For a group size of at least 25 members, all waiting periods will be waived for this category of members.

For a group size of at least 25 members, all waiting periods will be waived for this category of members.

Waiting periods will also be waived for new members joining the compulsory group when they become eligible to join.

Note

This will only apply to groups where Cinagi is the only gap cover provider to that employer – if the employer creates a split-risk arrangement by making another gap cover provider available to their staff, Cinagi reserves the right to impose waiting periods on future members joining such a group.

If an employee is part of a group scheme arrangement with waived or reduced waiting periods and resigns from the group and wishes to continue with cover, they will be required to complete a new Cinagi online application and select option 4 under ‘Application Status’ at the top of page 2.

This application as a private individual will then be re-assessed by our underwriting team, taking into account the previous duration of cover under the group scheme. The new policy premium will also be rated according to the table applicable to private individuals.

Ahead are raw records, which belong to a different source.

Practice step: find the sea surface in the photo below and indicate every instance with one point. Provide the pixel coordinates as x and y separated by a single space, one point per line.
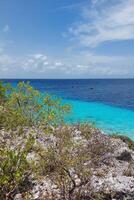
108 103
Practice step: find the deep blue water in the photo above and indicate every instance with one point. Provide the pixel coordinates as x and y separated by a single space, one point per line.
109 103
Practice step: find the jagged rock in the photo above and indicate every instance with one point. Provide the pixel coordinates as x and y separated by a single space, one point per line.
125 156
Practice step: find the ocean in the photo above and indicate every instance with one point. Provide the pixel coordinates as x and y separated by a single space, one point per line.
108 103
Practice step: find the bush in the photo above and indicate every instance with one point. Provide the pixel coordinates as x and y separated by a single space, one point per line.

Cinagi further reserves the right to impose a 3 month general waiting period on such policies based on our underwriting criteria.

 

If a member is joining from another gap cover provider and does so within 90 days of the previous cover ceasing, the balance of any unexpired portion of the 12-month waiting may be applied.

If the member had been on the previous cover for more than a year, then no portion of the 12-month waiting period will be applied.

It is important to note though, that this only applies if the previous gap cover policy had benefits that were materially similar to Cinagi Gap Cover benefits. If the previous gap cover benefits were not materially similar, then the full 12-month waiting period may be applied.

Cinagi further reserves the right to impose a 3 month general waiting period on such policies based on our underwriting criteria.